Анри родился на юге Франции. Его окружала живописнейшая природа. Над головой проносились великие потрясения. Он чувствовал их порывы и по-своему отвечал на них. Мальчик сам сшил себе маленькое трехцветное знамя. В дни побед республиканцев он с гордостью проносил его по комнатам своего большого дома. Надо отметить, что близкие ни коим образом не разделяли революционных порывов этого необычного ребенка.

Пройдет время, и Стендаль воскликнет: «Через три месяца мне будет пятьдесят лет. Возможно ли?! Пятьдесят! Какой немыслимый срок! Как быстро пролетело время. Не пора ли вспомнить прошедшее?» — И он вспоминает его в своей автобиографической повести «Жизнь Анри Брюлара».

— Как же зародилась эта идея попытки познать самого себя? — спрашиваем мы у писателя.
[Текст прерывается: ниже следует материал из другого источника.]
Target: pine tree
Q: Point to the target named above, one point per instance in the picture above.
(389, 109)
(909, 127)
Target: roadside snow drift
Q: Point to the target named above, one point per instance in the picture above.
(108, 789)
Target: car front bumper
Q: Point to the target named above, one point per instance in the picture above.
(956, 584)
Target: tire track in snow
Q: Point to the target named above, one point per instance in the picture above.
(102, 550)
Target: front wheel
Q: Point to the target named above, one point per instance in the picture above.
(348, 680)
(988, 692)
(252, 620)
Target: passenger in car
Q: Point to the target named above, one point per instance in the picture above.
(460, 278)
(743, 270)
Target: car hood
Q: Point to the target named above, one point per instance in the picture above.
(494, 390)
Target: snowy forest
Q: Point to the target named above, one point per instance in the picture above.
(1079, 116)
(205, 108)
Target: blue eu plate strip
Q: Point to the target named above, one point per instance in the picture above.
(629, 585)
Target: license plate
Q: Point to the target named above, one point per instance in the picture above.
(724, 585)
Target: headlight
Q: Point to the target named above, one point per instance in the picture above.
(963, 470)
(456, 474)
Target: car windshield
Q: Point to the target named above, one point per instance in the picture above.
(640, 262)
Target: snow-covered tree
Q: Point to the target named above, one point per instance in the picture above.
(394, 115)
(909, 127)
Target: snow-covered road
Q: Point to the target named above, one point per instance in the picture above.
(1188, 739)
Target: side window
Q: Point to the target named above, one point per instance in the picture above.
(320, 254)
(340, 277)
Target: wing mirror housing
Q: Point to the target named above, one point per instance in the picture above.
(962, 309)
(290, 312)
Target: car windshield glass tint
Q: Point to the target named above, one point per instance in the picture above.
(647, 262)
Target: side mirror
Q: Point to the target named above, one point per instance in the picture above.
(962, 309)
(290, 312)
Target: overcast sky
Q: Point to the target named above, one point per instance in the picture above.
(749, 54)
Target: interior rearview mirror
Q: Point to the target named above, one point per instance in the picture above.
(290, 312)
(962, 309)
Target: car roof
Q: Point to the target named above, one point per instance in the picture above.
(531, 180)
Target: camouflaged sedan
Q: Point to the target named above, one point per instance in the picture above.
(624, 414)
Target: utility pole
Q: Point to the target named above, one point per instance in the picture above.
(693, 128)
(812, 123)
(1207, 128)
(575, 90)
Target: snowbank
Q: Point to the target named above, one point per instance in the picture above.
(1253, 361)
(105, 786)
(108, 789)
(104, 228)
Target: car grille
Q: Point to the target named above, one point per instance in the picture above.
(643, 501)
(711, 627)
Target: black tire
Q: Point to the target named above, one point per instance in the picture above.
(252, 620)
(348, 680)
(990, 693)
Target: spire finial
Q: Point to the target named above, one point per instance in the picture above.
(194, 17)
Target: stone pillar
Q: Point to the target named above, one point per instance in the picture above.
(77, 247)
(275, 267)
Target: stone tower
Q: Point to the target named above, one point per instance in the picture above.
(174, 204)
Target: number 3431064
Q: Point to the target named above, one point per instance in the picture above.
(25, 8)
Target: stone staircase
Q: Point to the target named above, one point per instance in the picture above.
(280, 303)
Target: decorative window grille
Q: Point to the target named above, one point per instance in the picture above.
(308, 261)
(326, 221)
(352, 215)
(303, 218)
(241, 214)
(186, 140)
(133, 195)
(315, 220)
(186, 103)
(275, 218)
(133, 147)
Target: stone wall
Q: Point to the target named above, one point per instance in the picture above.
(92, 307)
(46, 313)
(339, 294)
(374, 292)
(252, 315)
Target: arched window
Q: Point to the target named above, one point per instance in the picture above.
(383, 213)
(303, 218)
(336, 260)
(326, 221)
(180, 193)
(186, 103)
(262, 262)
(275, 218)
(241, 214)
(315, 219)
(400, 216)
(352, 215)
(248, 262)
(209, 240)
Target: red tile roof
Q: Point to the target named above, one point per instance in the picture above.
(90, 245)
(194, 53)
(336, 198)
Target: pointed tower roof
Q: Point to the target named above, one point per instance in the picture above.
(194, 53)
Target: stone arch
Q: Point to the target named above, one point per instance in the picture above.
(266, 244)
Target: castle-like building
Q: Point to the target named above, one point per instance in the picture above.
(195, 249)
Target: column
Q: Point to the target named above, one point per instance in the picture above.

И он отвечает нам:

«Однажды возвращаясь домой после скучного вечера у посла, я сказал себе: „Я должен написать историю своей жизни; может быть, когда она будет написана, я, наконец, узнаю, какой я был, — веселый или печальный, умный или глупый, храбрый или трусливый, счастливый или несчастный. Эта мысль меня соблазнила. Но, по правде сказать, я менее всего уверен в том, что обладаю хоть каким-нибудь талантом, чтобы заставить читателя читать меня. Иногда я испытываю большое удовольствие от писания, вот и все.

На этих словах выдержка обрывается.